Question

A uniform rod of mass $m$ and length $l$ can rotate in a vertical plane about a smooth horizontal axis hinged at point H. Find angular acceleration $\alpha$ of the rod just after it is released from the initial position making an angle of $37^\circ$ with horizontal from rest?

Find the force exerted by the hinge just after the rod is released from rest.

Answer 1

Hint : The initial acceleration of the rod can be calculated from the fact that torque that acts on the rod as it rotates will act on the centre of mass of the rod. To find the force exerted by the hinge, we will form a free body of the diagram when the rod is released from rest.

Formula used: In this question, we will use the following formula,
Torque acting on a body: $\tau = F.r = I\alpha$ where $F$ is the force acting on the rod, $r$ is the distance of the centre of mass of the rod from the hinge, $I$ is the moment of inertia of the rod about its end, and $\alpha$ is the angular acceleration of the rod.

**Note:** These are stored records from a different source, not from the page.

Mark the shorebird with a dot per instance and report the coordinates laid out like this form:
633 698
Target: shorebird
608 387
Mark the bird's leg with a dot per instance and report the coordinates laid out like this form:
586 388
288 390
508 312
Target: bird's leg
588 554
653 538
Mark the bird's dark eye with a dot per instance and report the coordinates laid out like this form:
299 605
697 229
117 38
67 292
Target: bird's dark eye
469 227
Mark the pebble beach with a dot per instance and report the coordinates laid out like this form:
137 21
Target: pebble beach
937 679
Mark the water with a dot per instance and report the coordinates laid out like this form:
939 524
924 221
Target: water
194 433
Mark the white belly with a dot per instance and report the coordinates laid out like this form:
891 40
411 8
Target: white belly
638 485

Complete step by step answer
We’ve been given that a uniform rod of mass $m$ and length $l$ is hinged at point H at an initial position of angle $37^\circ$ with horizontal. When the rod is released from its initial position, it will fall. We can calculate the torque acting on the rod when it falls as the torque acting on the centre of mass of the rod using the formula:
$\Rightarrow \tau = F.r = I\alpha$
Since the force that acts on the rod is due to gravity that always acts downwards, we can say that the value of $F = mg$ . The gravitational force acting on the rod can also be considered as acting on the centre of mass of the rod so $r = l/2$ . We know that the moment of inertia of a rod about one of its ends is $I = \dfrac{{m{l^2}}}{3}$ . Substituting all these values in the above equation, we get
$\Rightarrow \tau = \dfrac{{mgl}}{2} = \dfrac{{m{l^2}}}{3}\alpha$
Dividing both sides of the equation by $ml$ , we get
$\Rightarrow \alpha = \dfrac{{6g}}{{5l}}$
To find the force exerted by the hinge on the rod, let us draw the free body diagram of the system.

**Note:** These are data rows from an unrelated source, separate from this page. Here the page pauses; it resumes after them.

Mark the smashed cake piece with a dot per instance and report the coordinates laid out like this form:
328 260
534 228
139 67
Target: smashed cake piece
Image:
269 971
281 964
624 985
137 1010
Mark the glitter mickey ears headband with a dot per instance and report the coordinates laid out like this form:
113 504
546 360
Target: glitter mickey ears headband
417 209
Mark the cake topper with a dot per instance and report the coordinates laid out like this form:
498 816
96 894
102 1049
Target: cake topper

The net force that will be exerted by the hinge will be resultant of the forces that act in the direction parallel and perpendicular to the direction of the rod.
For the direction parallel to the rod, since there is no net force, we can write
$\Rightarrow {N_1} = mg\sin 37^\circ$
$\Rightarrow {N_1} = \dfrac{{3mg}}{5}$
For the direction perpendicular of the rod, since the pseudo force associated with the acceleration of the rod will act in the direction of ${N_2}$ we can write the equation of force as
$\Rightarrow mg\cos \left( {37^\circ } \right) - {N_2} = ma$ .
Here $a$ is the linear acceleration of the rod that acts on the centre of mass of the rod so we can relate the linear and angular momentum of the rod as $a = \dfrac{{\alpha l}}{2} = \dfrac{{3g}}{5}$ . So,
$\Rightarrow \dfrac{{4mg}}{5} - {N_2} = \dfrac{{3mg}}{5}$
This gives us,
$\Rightarrow {N_2} = \dfrac{{mg}}{5}$
The net force exerted by the hinge on the rod is
$\Rightarrow N = \sqrt {N_1^2 + N_2^2}$
$\Rightarrow N = \sqrt {{{\left( {\dfrac{{3mg}}{5}} \right)}^2} + {{\left( {\dfrac{{1mg}}{5}} \right)}^2}}$
On simplifying, we get
$\Rightarrow N = \sqrt {10} \dfrac{{mg}}{5}$ .

Note
While calculating the torque and the linear acceleration of the rod, we must represent them as acting on the centre of mass of the rod. While making the free body diagram of the rod, it is beneficial to us to make the components of force in the direction parallel and perpendicular to the rod since it will simplify our visualization and calculation.